Unter seinem Song „Let me entertain you“ von Robbie Williams ließ sich Rod Harrington danach für seinen ersten Titel beim World Matchplay feiern. Auch im Jahr darauf sollte Rod sich wieder unsterblich machen, als ihm als erster Spieler die Titelverteidigung beim World Matchplay gelang. Ronnie Baxter hingegen konnte auch in all den Jahren danach niemals ein Major Turnier gewinnen und wartet bis heute auf einen ganz großen Titel. Die 125 sollte von diesem Finale an für immer für Rod Harrington stehen, ähnlich wie die 138 für Keith Deller.

1. Der erste 9-Darter live im TV

Das World Matchplay im Jahr 2002 ging in die Geschichtsbücher ein. Nicht etwa wegen des hohen Niveaus, das die Akteure an den Tag legten. Auch nicht wegen der engen Duelle inklusive dem Finale zwischen Phil Taylor und John Part, das „The Power“ mit 18:16 kurz vor der Verlängerung gewann. Taylor schaffte in diesem Turnier das, was zuvor noch keinem Dartspieler gelungen war: ein 9-Darter live vor TV-Kameras.
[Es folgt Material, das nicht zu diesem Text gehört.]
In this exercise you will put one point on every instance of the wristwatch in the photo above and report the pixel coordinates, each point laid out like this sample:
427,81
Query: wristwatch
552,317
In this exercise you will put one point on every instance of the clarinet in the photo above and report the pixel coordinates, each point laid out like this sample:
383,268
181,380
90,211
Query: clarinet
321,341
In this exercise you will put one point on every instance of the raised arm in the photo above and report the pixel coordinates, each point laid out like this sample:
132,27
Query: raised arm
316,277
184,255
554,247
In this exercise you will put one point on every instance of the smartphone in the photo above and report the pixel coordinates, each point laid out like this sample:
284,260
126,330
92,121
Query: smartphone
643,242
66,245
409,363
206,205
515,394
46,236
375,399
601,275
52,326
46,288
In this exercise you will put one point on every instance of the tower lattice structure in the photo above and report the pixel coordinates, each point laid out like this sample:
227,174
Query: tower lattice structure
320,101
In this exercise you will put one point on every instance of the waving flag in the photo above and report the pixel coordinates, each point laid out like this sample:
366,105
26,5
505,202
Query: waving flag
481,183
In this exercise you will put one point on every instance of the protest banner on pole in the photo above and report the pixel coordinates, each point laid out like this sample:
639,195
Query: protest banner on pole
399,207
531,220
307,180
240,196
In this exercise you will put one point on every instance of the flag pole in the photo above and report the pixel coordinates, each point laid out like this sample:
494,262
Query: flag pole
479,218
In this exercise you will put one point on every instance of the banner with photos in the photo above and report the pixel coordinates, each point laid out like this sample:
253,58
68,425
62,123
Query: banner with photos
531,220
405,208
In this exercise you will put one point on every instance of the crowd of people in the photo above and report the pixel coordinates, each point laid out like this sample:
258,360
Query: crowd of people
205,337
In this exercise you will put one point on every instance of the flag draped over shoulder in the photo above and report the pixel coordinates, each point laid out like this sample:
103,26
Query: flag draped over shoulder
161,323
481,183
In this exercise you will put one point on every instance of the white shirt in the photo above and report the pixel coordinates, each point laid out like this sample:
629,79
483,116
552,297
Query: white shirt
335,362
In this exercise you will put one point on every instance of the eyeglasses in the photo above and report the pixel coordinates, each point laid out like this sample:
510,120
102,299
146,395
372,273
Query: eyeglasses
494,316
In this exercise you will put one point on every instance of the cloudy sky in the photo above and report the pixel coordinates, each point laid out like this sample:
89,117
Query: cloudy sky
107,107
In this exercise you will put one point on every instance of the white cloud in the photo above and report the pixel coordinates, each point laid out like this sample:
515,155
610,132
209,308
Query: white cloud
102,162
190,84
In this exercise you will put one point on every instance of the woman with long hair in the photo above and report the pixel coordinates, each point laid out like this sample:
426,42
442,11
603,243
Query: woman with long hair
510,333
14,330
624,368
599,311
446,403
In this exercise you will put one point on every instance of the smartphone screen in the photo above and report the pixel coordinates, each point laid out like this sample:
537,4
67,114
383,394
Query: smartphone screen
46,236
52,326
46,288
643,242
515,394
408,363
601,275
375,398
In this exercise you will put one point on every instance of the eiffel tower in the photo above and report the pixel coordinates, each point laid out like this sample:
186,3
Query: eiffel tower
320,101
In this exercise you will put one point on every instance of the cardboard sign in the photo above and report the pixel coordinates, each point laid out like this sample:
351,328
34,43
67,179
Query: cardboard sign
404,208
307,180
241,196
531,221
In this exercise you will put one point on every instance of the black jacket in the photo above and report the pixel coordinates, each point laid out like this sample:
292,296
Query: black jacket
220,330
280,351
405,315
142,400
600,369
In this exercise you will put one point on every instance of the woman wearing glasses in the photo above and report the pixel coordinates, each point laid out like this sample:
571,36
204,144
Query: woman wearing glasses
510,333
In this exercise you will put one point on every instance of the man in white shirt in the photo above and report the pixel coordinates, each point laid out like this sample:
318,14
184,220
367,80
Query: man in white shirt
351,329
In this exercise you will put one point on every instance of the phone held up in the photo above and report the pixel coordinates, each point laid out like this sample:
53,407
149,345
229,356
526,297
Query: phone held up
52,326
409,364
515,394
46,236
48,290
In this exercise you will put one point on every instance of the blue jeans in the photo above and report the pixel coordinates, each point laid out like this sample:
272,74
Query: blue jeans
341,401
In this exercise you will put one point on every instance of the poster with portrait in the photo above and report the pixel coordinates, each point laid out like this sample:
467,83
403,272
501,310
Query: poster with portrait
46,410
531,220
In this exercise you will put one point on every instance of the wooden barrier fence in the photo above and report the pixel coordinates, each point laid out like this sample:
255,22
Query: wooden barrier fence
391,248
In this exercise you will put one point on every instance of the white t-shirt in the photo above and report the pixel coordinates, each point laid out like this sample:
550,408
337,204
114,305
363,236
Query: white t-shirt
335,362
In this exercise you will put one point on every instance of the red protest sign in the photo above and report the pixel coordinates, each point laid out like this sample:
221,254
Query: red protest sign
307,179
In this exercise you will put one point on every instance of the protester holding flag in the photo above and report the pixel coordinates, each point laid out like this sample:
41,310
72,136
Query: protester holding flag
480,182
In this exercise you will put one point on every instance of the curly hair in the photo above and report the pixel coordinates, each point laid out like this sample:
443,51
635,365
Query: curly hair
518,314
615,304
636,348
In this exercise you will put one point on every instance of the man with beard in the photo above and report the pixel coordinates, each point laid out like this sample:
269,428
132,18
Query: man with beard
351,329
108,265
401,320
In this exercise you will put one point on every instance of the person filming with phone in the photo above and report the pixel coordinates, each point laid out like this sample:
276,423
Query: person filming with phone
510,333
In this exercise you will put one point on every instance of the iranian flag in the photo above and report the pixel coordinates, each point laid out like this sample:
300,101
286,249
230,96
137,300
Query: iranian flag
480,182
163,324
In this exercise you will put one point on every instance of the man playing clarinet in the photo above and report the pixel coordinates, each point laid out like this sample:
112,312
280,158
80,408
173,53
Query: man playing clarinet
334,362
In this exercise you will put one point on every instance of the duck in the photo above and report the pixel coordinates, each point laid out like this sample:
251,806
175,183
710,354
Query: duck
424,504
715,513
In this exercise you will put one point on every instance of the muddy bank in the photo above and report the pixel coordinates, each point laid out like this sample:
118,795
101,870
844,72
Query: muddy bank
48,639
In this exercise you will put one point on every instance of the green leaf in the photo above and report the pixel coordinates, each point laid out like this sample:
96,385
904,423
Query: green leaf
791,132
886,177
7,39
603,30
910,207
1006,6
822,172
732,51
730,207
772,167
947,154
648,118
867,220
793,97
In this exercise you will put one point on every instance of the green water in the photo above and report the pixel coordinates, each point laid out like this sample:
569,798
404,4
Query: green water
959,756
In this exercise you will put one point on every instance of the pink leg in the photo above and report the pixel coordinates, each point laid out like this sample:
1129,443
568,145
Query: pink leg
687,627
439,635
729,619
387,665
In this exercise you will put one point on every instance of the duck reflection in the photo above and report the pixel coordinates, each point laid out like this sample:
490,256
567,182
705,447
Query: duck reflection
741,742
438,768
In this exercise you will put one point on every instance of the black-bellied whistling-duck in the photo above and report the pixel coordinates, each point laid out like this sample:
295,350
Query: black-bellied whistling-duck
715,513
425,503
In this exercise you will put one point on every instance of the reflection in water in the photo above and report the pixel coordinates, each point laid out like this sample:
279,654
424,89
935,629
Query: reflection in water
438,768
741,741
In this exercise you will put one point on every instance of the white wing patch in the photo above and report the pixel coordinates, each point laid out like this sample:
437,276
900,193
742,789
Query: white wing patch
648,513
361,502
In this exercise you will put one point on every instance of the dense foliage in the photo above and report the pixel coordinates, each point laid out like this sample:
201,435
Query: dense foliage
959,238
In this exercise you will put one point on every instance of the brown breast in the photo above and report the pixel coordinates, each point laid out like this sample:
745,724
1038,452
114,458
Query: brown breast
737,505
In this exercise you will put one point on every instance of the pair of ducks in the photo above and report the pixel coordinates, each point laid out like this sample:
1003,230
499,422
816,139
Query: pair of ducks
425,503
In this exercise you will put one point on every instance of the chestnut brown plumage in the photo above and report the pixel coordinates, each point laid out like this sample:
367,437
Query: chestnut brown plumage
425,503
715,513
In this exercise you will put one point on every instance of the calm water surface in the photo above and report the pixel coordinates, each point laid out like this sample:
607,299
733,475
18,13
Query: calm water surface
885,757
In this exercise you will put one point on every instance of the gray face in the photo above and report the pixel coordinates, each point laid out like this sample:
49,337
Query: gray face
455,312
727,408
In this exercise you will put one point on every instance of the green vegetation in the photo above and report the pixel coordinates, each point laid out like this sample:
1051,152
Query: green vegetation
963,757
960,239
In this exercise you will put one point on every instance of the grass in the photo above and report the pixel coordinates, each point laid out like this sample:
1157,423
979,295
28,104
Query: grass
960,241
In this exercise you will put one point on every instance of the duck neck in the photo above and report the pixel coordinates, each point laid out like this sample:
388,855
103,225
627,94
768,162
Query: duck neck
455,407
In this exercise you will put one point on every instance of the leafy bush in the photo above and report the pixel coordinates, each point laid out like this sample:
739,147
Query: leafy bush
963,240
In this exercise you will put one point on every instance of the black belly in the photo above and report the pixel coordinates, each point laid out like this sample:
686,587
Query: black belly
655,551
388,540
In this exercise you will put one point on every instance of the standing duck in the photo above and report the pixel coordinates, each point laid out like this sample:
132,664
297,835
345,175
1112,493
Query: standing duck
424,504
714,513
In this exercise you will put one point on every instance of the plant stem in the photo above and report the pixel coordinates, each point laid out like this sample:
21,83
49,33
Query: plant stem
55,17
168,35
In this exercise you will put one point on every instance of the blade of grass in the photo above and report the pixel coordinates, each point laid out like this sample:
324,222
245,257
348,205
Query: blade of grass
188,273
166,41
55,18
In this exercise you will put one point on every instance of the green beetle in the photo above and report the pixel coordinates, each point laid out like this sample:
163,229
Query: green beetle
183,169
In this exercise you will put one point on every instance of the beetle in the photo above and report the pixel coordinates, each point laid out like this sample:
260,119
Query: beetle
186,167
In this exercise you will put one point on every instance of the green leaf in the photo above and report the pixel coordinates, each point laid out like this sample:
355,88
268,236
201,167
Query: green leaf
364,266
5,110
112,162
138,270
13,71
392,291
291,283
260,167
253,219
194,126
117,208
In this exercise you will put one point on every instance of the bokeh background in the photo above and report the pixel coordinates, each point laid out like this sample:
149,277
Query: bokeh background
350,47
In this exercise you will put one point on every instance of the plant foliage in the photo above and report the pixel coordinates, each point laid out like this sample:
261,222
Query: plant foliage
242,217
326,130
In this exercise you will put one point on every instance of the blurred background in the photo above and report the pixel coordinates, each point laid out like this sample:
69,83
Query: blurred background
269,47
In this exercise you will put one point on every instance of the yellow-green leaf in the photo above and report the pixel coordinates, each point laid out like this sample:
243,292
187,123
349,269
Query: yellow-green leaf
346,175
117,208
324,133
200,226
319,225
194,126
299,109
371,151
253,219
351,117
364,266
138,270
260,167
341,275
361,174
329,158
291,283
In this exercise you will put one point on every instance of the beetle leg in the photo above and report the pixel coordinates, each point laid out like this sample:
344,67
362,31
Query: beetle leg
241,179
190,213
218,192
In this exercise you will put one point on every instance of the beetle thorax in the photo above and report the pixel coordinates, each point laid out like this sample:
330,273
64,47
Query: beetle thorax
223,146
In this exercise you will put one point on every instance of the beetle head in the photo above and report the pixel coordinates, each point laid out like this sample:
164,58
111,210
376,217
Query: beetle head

Nach klaren Siegen über Shayne Burgess und Kevin Painter traf Phil Taylor im Viertelfinale auf seinen Intimfeind Chris Mason, mit dem er auch in den Folgejahren immer mal wieder aneinandergeriet. Beide Spieler begegneten sich zu Beginn auf einem ähnlichen Niveau und konnten jeweils zwei Legs für sich entscheiden. Doch Taylor wirkte schon in dieser Phase dominanter, es schien nur eine Frage der Zeit zu sein, bis er sich absetzen konnte. Das fünfte Leg wurde von Mason eröffnet, der eine 135 warf und damit gut ins Leg startete. Taylor aber hatte eine noch bessere Idee und setzte seine ersten drei Darts allesamt in die Triple-20. Sid Waddell ahnte dies schon nach dem ersten Dart und kündigte an: „Mason knew this was gonna happen. Look at him, come again with another max!“ Chris machte einen Fehler, warf lediglich 41 Punkte und lag damit, obwohl er schon drei Darts mehr geworfen hatte, noch vier Punkte hinter „The Power“. Der Druck war damit vergleichsweise gering, doch er blieb dennoch weiter fokussiert und legte auch die folgenden drei Darts allesamt in die Triple-20. Zu diesem Zeitpunkt waren über die neun Jahre in der Professional Darts Corporation gerade ein Mal acht 9-Darter geworfen worden. Der erste auch hier von Phil Taylor, allesamt jedoch bei kleineren Turnieren, ohne den Druck der lauten Zuschauer oder der Fernsehkameras. Sid Waddell erkannte die Situation: „He’s on a 9-darter, oh my goodness! Oh my goodness, he is on a 9-darter! 100.000 pounds!” Dies war die Summe, die dem Spieler für ein perfektes Spiel an diesem Tag winkte. Mason warf eine 100 und machte danach den Weg frei für Phil Taylor. Dieser trat ans Oche und hatte die Triple-20 im Blick. Diese traf er genau am unteren, linken Rand. Viel zentraler traf er die Triple-19 und hatte damit nur noch 24 Punkte Rest. Ein letzter perfekter Dart in die Doppel-12 und er würde wieder ein Mal Geschichte schreiben. Sid Waddell: „Double-twelve for history! HISTORY! HE’S DONE IT! HE’S DONE IT!“ Phil Taylor versenkte auch den neunten Dart perfekt im notwendigen Feld. Er drehte sich danach um, warf die Arme nach oben und jubelte. Chris Mason jubelte mit, umarmte seinen Kontrahenten, seinen Widersacher, denn der Moment war größer als jede Rivalität.

Taylor siegte mit 16:7 und gewann am Ende eben auch das Turnier. Auch die nächsten beiden 9-Darter im Fernsehen wurden von Phil Taylor erzielt, ehe Raymond van Barneveld 2006 bei der Premier League nachzog. Bis heute wurden insgesamt 52 perfekte Spiele live im Fernsehen übertragen, das Preisgeld für einen 9-Darter ist in den Jahren, weil die Wahrscheinlichkeit eines zu sehen bei dem starken Niveau immer höher wurde, deutlich verringert worden. Doch bis heute bleiben diese Momente immer wieder etwas Besonderes. Wenn ein Dartspieler einen Hauch Perfektion ans Board zaubert.